N. F. En effet, cela s’inscrit dans une démarche et une dynamique artistiques, et je suis très heureux qu’avec les nombreux partenaires du projet à Marseille, à Cassis et en région, nous ayons réussi à faire en sorte que le projet Invisible aboutisse à une commande publique qui permet au livre d’exister, mais permet aussi de déployer le projet sur le territoire avec un ensemble de tirages originaux placés dans des lieux publics. Au-delà de ces éléments matériels, Invisible n’aurait pas pu être réalisé dans son ensemble sans le soutien du ministère de la Culture dans le contexte particulier de cette commande qui concerne également un patrimoine naturel que l’on vient révéler et non une nouvelle construction que l’on place dans l’espace public. Cette presque « dématérialisation » de l’objet de la commande me paraît essentielle aujourd’hui. C’est une des dimensions qui m’intéressent beaucoup et sans doute l’endroit où ma pratique de sculpture et ma pratique performative rejoignent ma pratique photographique. Parfois révéler l’existant plutôt que de construire, arpenter pour représenter l’expérience de l’espace, pour regarder. Invisible rassemble en ce sens des catégories multiples de l’art... Le travail vient aussi ouvrir d’autres espaces pour la communauté scientifique ou des personnes travaillant sur la conservation de la nature. Je ne vais pas prendre un travail scientifique et l’illustrer, je construis un travail artistique de représentation de la biosphère, de la biodiversité et de ses interactions. La série s’appelle Paysages productifs et est en relation avec la productivité des milieux.
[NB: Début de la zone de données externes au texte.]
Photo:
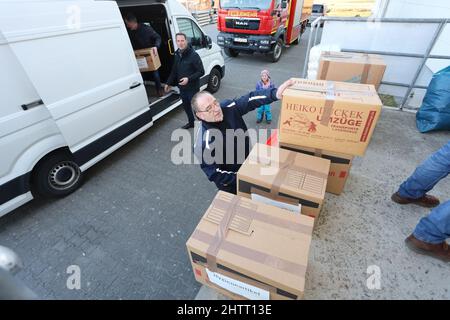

Nicolas Floc’h, Initium Maris, vue de l’exposition Nicolas Floc’h, Paysages productifs, 2020.
© ADAGP, Paris, 2020. Crédit photo photo Frac Provence-Alpes-Côte d’Azur / Laurent Lecat.

Avec Paysages productifs, le volet Bretagne s’appelle Initium Maris, le début de la mer, qui vient s’inscrire dans la continuité de la fin de la terre, le Finistère, extrême ouest de la Bretagne. On se définit toujours par rapport à la terre et la mer est pour beaucoup un plan d’eau. Dessous, c’est l’endroit où tout disparaît. En réalité il y a en moyenne 3 800 m de profondeur, c’est la quasi-totalité du volume d’habitats disponibles sur la planète pour les espèces, pourtant on ne le connaît pas, on ne le considère pas. La zone que j’explore, jusqu’à 30 m, est la zone la plus connue, car relativement accessible en plongée avec ou sans bouteilles. Des scientifiques, des biologistes l’ont explorée. Beaucoup d’images ont été tournées mais on l’a très peu questionnée, on l’a très peu regardée autrement qu’avec le regard du scientifique, autrement que comme un décor d’environnement extrême, donc on l’a peu investie avec la complexité des pratiques artistiques et théoriques contemporaines. Les pratiques sonores et cinématographiques ont sans doute davantage exploré ces espaces, mais l’image fixe, dans sa diversité contemporaine, reste manquante. Le livre comme l’exposition au Frac montrent le commun, le paysage principal de la zone photique (là où il y a de la lumière). On y voit une étendue de sable toute simple, des roches, des algues, parfois des forêts. La diversité, la richesse de cet environnement très particulier fait de variations de densité, de variations de lumière, d’espace fluide, apparaît dans les images. En Méditerranée, jusqu’à 15 m de profondeur, on voit encore la surface, on a ce miroir au-dessus qui va parfois refléter le paysage, être irisé, traversé par les rayons du soleil, et va créer une complexité dans le paysage. On est dans un environnement complètement différent qui est évidemment, pour un photographe, un plasticien ou un artiste en général, un endroit absolument fascinant à explorer.

P. N. D’autant plus dans un contexte mondialisé de prise de conscience des problématiques de réchauffement climatique, environnementales, écologiques, de responsabilité sociétale. On voit combien l’implication des artistes dans cette réflexion, au-delà des problématiques d’Anthropocène, sont fondamentales aujourd’hui et surtout, au-delà du monde de la recherche, une entrée pour prendre conscience et pouvoir analyser et produire de façon artistique un regard nouveau sur cet environnement sous-marin qui nous est commun.